Big government experts must be tolerant in order to better manage the citizen’s natural proclivities.

0067 So, the word, “liberal” has been perverted from a focus on freedom and responsibility to a fixation on nonjudgment.

The prefix, (il), celebrates this inversion, because managing citizens is the negation of serving them.

0068 Isn’t that what the word, “government”, ought to mean?

If the citizens are going to do what’s natural, then someone must clean up the mess.  What does that mean?  Someone must control the citizens, in order to ameliorate the mess that they would produce, if left to their own natures.

Er… not someone, something.  Something big.

0069 In a world where government is omnipresent, the message comes across loud and clear.

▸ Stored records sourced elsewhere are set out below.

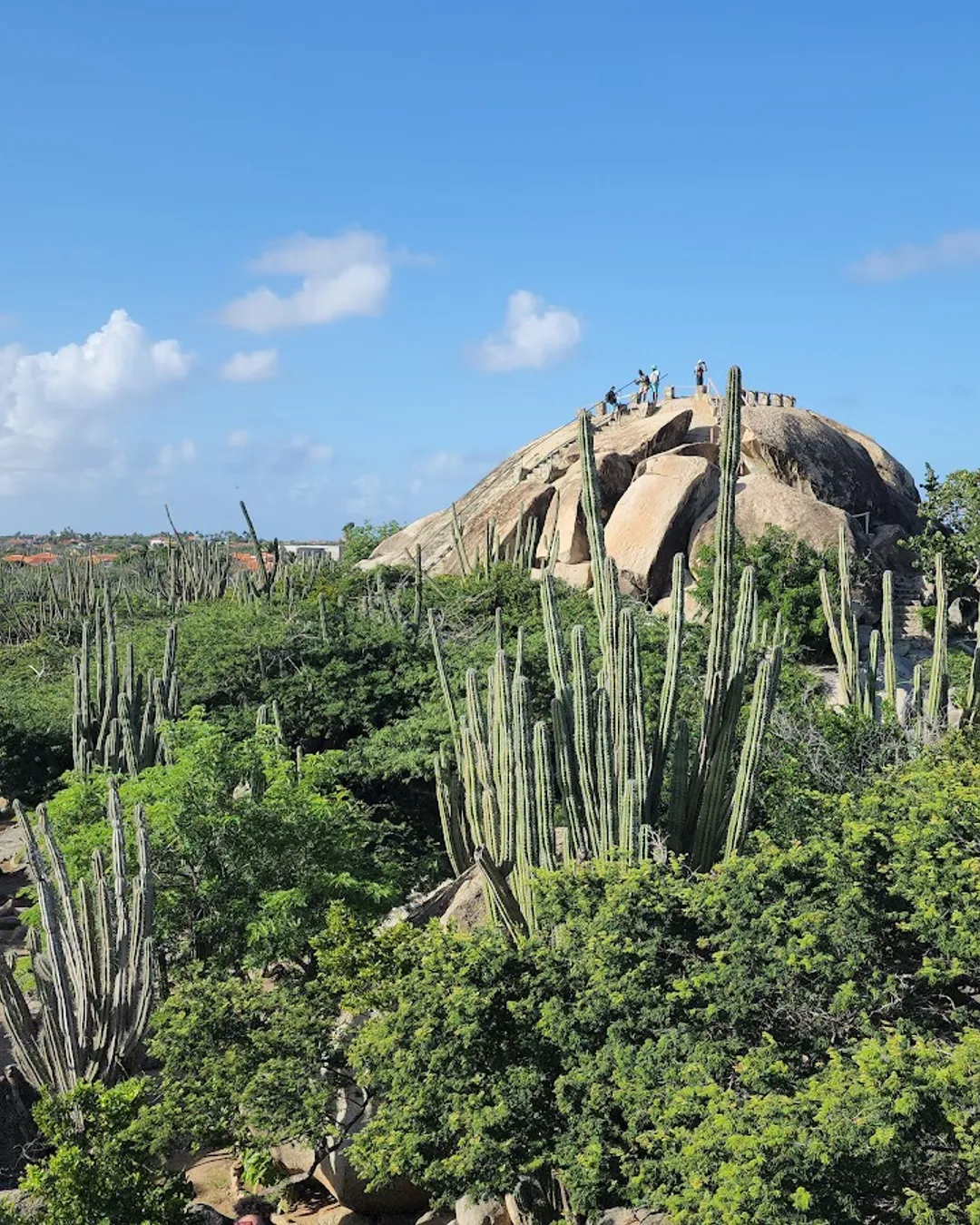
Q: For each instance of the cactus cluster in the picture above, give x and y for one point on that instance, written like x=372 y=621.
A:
x=590 y=780
x=118 y=713
x=926 y=713
x=93 y=969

Look at your television and listen to the talking heads.

We are here to justify your concupiscence.

We are here to manage the consequences.

Please comply with current directives.

04/7/21

Looking at Jeff Hardin’s Essay (2019) “Biology and Theological Anthropology” (Part 13 of 15)

0070 Our current Lebenswelt is filled with word games.

The same types of word games are recorded in the Bible.

The Bible offers a testimony to the formation, deformation and reformation of the word, “covenant”.

0071 Where, in modern inquiry into psyche and organization, do we see the word, “covenant”?

Is the term, “social contract”, the same?

Oh, the term, “social contract”, is not religious.

The term, “covenant”, sounds more religious.

What is a word game?

0072 A Course on How To Define the Word “Religion”, available at the smashwords website, concerns our current Lebenswelt.

The modern disciplines of psychology and sociology claim to be “not religious”.

Indeed, they purport to scientifically investigate religion, even though they are religions.

Say what?

It all depends on how one defines the word, “religion”.

0073 A Course on How To Define the Word “Religion” offers category-based tools for appreciating the nature of our current Lebenswelt.  The term, “religion”, is grounded in the potential of meaning, presence and message.  Meaning involves social construction.  Presence requires a three-tiered model of our differentiated world.  Message entails an actuality filled with unresolvable contradictions.

This course fleshes out a scientific anthropology that moves with theological anthropology, without violating what is in the Positivist’s judgment.